La Maldición de la Avellaneda
Augusto pasaba todos los días de su vida en la caseta donde se desempeñaba como guardia, era su último día antes de salir de vacaciones, había tenido una semana muy dura, sentía que su vida se venía abajo, sus hijos ya adolescentes cada vez tenían menos comunicación con él, sospechaba que su pareja le engañaba con otro hombre y la repentina muerte del guardia que cubría el turno nocturno del trabajo le representaban un cumulo inmenso de problemas que hacían de él un hombre más malhumorado cada día.
Cerca de las 8 de la noche sonó el teléfono, era la línea que tenía asignada por la compañía de seguridad para la que laboraba, contestó y escuchó con atención la indicación que le dieron, colgó el teléfono y con su teléfono móvil mandó un mensaje a Armando, su hijo mayor dónde le decía que tendría que quedarse en la noche, ya que en sus jefes no habían podido conseguir un reemplazo para el turno de la noche. Por su cabeza paso la idea de decirle a su pareja que tendría que doblar el turno, pero a la vez pensó – Para qué le aviso, seguro está platicando con otro, ha estado en línea desde las 5 de la tarde y no ha sido para enviarme por lo menos un hola.

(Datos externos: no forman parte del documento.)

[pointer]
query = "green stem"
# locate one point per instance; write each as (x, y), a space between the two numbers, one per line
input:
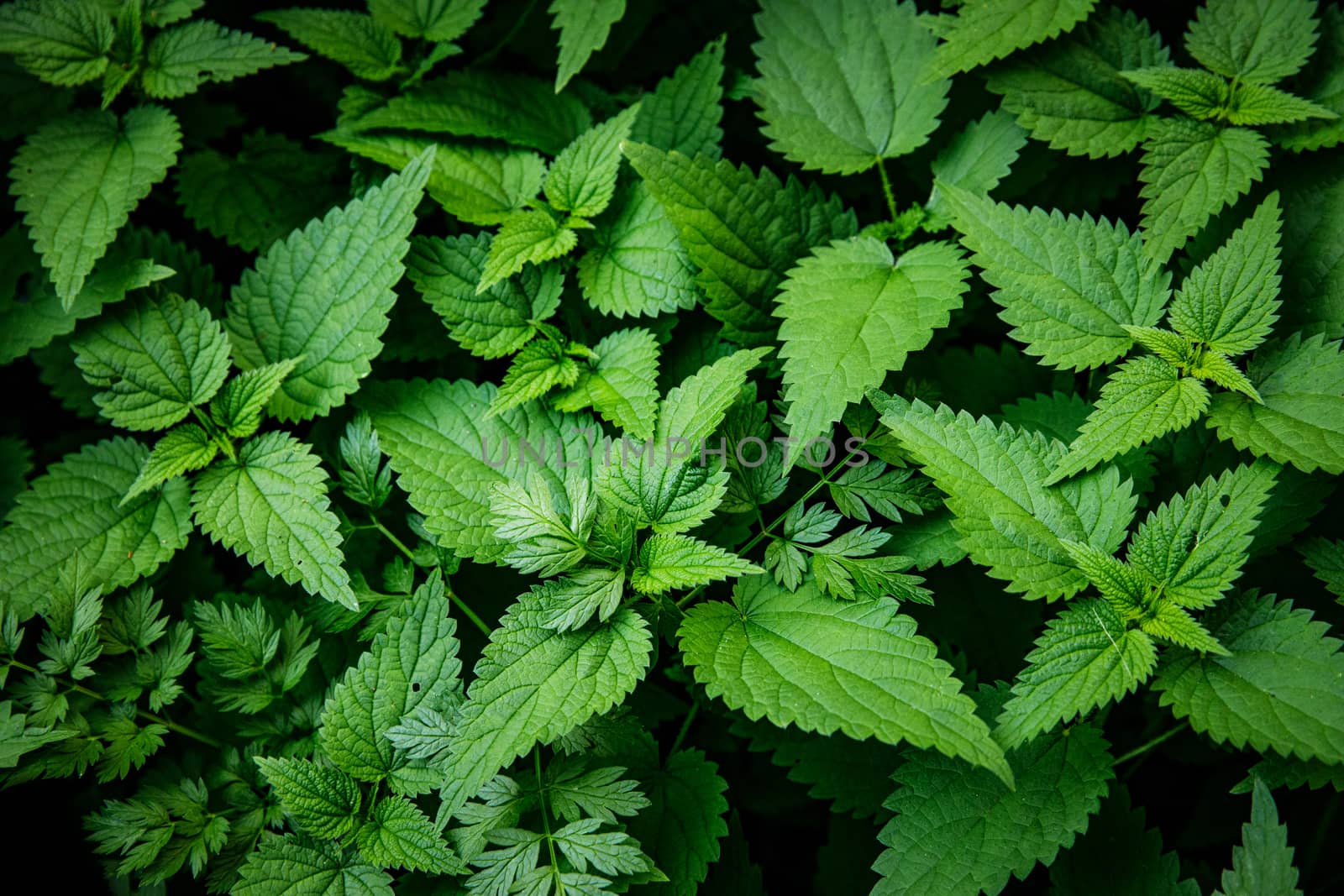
(1144, 747)
(546, 820)
(143, 714)
(886, 190)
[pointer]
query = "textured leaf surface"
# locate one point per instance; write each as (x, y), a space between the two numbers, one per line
(804, 658)
(843, 85)
(270, 506)
(324, 293)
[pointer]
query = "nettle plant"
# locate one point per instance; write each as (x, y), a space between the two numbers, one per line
(924, 521)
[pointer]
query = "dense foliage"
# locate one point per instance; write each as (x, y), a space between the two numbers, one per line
(617, 446)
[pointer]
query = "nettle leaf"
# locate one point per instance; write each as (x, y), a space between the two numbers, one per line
(685, 110)
(964, 832)
(685, 824)
(743, 231)
(1070, 92)
(270, 506)
(71, 519)
(296, 866)
(326, 293)
(64, 42)
(984, 29)
(428, 19)
(837, 97)
(448, 454)
(1229, 302)
(412, 664)
(475, 103)
(1300, 418)
(1276, 689)
(1068, 285)
(1263, 862)
(354, 39)
(534, 684)
(524, 238)
(622, 385)
(1253, 40)
(1085, 658)
(853, 313)
(1193, 170)
(582, 177)
(155, 362)
(804, 658)
(584, 26)
(181, 60)
(995, 481)
(1142, 399)
(323, 801)
(490, 324)
(78, 177)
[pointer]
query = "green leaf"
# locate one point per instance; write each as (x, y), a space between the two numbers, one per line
(185, 449)
(743, 231)
(1191, 170)
(1301, 417)
(582, 177)
(507, 107)
(526, 237)
(64, 42)
(1070, 92)
(1253, 40)
(1085, 658)
(804, 658)
(185, 58)
(840, 98)
(398, 835)
(1068, 285)
(270, 506)
(492, 324)
(412, 664)
(1142, 399)
(669, 562)
(853, 313)
(1229, 302)
(988, 29)
(636, 265)
(260, 195)
(685, 109)
(961, 832)
(313, 296)
(622, 385)
(302, 867)
(1194, 546)
(448, 457)
(1263, 862)
(995, 479)
(71, 520)
(1277, 688)
(683, 826)
(77, 181)
(477, 184)
(1119, 856)
(354, 39)
(534, 684)
(154, 360)
(428, 19)
(584, 26)
(322, 801)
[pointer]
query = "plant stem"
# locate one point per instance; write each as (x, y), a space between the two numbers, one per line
(546, 820)
(143, 714)
(886, 190)
(1144, 747)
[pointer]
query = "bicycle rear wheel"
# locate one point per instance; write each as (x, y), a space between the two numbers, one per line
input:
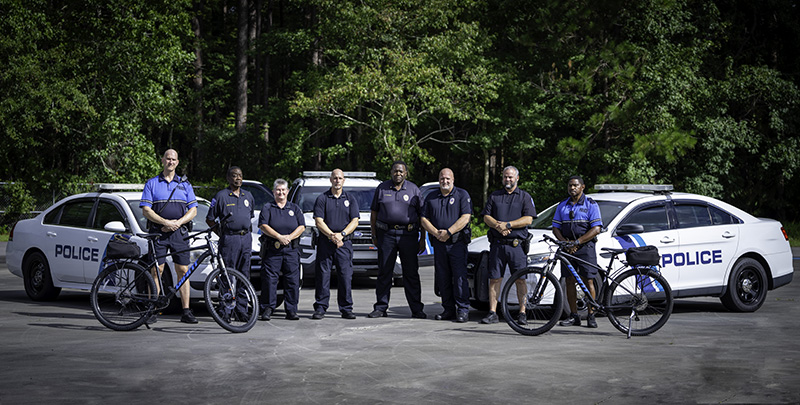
(639, 301)
(231, 300)
(542, 299)
(121, 296)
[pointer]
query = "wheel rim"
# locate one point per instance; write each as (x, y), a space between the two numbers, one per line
(748, 286)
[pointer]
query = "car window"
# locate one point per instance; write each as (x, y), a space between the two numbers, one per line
(105, 213)
(260, 195)
(76, 213)
(308, 196)
(653, 218)
(692, 216)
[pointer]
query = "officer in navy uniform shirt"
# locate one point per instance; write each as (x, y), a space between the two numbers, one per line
(235, 240)
(395, 212)
(508, 213)
(281, 223)
(336, 216)
(578, 219)
(446, 216)
(168, 203)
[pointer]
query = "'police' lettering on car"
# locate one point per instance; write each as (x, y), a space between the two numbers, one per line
(691, 258)
(78, 252)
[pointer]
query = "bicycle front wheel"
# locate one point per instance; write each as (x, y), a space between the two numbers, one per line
(531, 301)
(231, 300)
(639, 301)
(121, 296)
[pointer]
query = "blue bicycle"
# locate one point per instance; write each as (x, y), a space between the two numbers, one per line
(636, 298)
(124, 295)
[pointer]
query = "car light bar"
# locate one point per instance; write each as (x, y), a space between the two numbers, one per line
(346, 174)
(118, 186)
(633, 187)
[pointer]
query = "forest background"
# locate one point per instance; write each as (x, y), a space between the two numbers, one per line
(699, 94)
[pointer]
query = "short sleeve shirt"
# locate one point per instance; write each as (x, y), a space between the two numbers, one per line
(283, 220)
(506, 207)
(443, 211)
(397, 207)
(574, 220)
(336, 212)
(156, 195)
(240, 207)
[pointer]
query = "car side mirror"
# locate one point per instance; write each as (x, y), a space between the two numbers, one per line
(115, 226)
(628, 229)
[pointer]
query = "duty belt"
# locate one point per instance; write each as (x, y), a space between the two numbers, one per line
(513, 242)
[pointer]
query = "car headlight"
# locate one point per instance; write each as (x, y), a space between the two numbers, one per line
(538, 259)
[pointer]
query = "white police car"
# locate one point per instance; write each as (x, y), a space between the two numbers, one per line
(707, 247)
(63, 246)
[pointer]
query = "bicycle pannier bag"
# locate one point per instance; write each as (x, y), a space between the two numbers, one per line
(643, 256)
(120, 247)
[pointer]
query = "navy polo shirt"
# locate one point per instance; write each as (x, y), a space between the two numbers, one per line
(336, 212)
(586, 215)
(507, 207)
(444, 211)
(240, 207)
(283, 220)
(397, 207)
(157, 192)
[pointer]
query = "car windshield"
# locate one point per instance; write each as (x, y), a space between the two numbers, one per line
(308, 196)
(608, 210)
(198, 223)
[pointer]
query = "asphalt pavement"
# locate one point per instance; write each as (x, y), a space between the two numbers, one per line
(56, 352)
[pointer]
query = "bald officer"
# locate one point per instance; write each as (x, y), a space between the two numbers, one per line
(234, 206)
(446, 215)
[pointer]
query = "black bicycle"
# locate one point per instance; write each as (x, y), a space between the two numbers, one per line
(637, 299)
(124, 295)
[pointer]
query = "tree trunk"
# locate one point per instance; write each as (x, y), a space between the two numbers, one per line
(241, 66)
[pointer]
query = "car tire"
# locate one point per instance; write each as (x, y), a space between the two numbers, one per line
(38, 279)
(747, 286)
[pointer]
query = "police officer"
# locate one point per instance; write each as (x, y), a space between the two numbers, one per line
(281, 223)
(235, 240)
(336, 216)
(577, 219)
(446, 215)
(508, 212)
(168, 203)
(394, 219)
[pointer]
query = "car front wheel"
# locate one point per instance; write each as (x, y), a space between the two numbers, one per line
(38, 280)
(747, 286)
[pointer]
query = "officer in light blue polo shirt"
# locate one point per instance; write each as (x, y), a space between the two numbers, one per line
(281, 223)
(336, 216)
(168, 203)
(446, 216)
(234, 206)
(577, 219)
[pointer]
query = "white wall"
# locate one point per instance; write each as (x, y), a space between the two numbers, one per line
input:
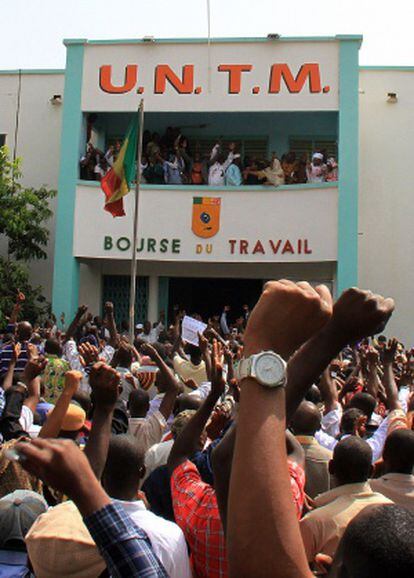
(306, 218)
(38, 144)
(386, 240)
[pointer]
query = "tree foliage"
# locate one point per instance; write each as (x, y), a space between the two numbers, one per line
(24, 213)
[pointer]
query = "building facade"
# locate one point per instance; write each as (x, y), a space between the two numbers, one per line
(265, 94)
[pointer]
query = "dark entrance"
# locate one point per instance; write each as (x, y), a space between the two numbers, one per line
(208, 296)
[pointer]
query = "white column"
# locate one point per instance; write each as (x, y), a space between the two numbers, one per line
(153, 298)
(90, 287)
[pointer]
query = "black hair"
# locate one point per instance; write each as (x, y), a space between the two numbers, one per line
(53, 347)
(138, 403)
(314, 395)
(306, 420)
(399, 451)
(124, 467)
(365, 402)
(352, 461)
(24, 331)
(379, 543)
(186, 401)
(124, 355)
(349, 420)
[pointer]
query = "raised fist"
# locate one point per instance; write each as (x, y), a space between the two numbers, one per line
(104, 381)
(286, 315)
(358, 314)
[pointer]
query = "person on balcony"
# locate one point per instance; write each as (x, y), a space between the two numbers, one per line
(219, 162)
(317, 170)
(233, 176)
(197, 170)
(174, 169)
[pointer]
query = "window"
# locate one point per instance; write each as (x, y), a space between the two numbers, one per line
(247, 147)
(309, 145)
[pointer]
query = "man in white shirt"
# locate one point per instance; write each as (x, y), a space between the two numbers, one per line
(122, 476)
(224, 325)
(323, 527)
(158, 454)
(219, 163)
(148, 427)
(147, 333)
(397, 483)
(376, 441)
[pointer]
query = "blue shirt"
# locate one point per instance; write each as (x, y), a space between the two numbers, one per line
(125, 548)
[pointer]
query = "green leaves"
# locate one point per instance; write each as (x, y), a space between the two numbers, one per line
(24, 212)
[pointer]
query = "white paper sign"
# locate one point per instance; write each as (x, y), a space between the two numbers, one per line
(191, 328)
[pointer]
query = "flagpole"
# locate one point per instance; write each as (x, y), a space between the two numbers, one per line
(135, 226)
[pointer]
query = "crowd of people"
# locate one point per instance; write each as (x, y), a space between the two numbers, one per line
(170, 159)
(157, 457)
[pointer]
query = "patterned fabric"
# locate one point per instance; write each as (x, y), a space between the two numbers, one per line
(197, 514)
(6, 354)
(13, 476)
(297, 485)
(125, 547)
(54, 376)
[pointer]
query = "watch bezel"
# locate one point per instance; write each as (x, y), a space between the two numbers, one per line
(256, 359)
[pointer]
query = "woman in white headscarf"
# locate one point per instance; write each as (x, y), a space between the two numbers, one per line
(317, 169)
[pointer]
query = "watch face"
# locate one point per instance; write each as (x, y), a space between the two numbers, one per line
(269, 369)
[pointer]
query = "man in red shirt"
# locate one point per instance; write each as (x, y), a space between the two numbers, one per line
(195, 504)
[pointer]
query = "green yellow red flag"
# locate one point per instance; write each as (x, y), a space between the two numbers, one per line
(117, 181)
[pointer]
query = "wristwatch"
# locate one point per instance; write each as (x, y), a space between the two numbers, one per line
(267, 368)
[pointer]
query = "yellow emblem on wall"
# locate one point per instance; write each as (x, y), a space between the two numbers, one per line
(206, 216)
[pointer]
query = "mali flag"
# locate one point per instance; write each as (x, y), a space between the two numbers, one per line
(117, 181)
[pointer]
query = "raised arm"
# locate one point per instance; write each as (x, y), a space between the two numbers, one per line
(186, 443)
(356, 315)
(8, 377)
(104, 382)
(20, 298)
(205, 352)
(388, 378)
(172, 386)
(285, 315)
(327, 387)
(110, 324)
(53, 424)
(31, 377)
(70, 332)
(125, 547)
(373, 382)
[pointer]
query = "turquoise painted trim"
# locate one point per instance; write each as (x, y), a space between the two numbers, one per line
(396, 68)
(203, 188)
(347, 268)
(213, 40)
(34, 71)
(66, 267)
(163, 296)
(70, 41)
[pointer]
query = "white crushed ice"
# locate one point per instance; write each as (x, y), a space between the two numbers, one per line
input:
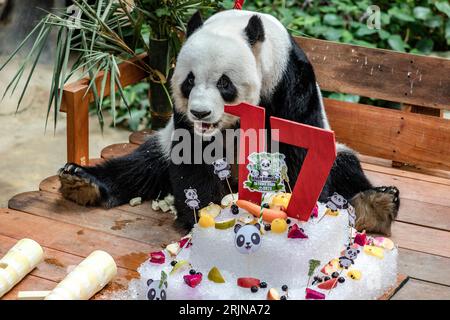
(279, 261)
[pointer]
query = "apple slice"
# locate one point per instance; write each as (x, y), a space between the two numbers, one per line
(273, 294)
(193, 280)
(225, 224)
(248, 282)
(180, 265)
(296, 233)
(173, 249)
(314, 295)
(329, 284)
(215, 276)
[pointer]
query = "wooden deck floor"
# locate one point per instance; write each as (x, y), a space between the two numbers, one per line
(69, 232)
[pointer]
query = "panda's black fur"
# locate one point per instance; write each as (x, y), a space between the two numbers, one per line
(148, 173)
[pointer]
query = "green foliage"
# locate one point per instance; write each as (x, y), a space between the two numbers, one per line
(101, 35)
(416, 26)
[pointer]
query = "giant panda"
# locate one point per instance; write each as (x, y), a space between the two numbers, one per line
(235, 56)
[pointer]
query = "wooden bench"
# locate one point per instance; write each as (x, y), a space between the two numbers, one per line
(415, 139)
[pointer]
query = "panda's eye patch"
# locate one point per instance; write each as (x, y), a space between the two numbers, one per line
(240, 240)
(256, 238)
(226, 88)
(187, 85)
(151, 294)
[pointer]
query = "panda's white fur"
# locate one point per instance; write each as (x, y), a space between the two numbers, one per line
(265, 67)
(255, 71)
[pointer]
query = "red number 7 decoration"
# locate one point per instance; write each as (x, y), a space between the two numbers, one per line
(317, 165)
(320, 156)
(251, 117)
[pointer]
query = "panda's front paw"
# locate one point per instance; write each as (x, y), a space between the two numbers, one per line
(78, 185)
(394, 196)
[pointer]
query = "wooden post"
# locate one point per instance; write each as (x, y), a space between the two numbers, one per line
(76, 106)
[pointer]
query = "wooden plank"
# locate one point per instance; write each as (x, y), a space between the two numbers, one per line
(412, 189)
(139, 137)
(424, 266)
(385, 163)
(77, 240)
(421, 290)
(77, 120)
(421, 239)
(405, 173)
(155, 228)
(118, 150)
(424, 214)
(378, 73)
(391, 134)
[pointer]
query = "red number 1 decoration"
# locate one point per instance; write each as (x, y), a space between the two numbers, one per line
(251, 118)
(319, 159)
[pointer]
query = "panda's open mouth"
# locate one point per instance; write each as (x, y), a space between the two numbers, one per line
(206, 128)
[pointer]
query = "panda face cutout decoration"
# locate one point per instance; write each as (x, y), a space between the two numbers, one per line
(336, 202)
(156, 290)
(222, 169)
(247, 238)
(192, 200)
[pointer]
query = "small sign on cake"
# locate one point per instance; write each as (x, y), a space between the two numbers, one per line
(265, 172)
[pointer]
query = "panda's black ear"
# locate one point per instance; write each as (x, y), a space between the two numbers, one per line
(194, 23)
(254, 30)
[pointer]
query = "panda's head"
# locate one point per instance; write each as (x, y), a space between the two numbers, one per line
(191, 194)
(156, 290)
(217, 66)
(247, 238)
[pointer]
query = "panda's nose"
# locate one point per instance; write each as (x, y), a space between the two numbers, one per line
(200, 114)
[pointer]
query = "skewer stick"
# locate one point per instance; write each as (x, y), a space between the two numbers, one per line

Se guardó el teléfono en la bolsa del pantalón, se sentó en el viejo sillón cada vez más incómodo, cerró los ojos intentando descansar y dejar que el tiempo pasara, en un abrir y cerrar de ojos despertó, volteó a ver el reloj que estaba en la caseta junto a las tarjetas de trabajo de los empleados y se sorprendió al darse cuenta que ya eran las 3:05 de la madrugada. Salió de la caseta y cruzó el patio de la fábrica que de noche daba un aspecto muy distinto al día, Augusto además nunca había estado ahí a esas horas, sintió en su estómago una sensación extraña, como si algo le dijera que no debería estar ahí. Entró a la planta, vio todo en una completa oscuridad por lo que encendió la linterna que llevaba, caminó dos pasos y a sus espaldas escucho la sonrisa de un hombre, giró y vio como una figura masculina se perdía entre las sombras y avanzaba por un costado de la construcción. Le dijo de forma imperativa – ¿A dónde vas, qué andas haciendo?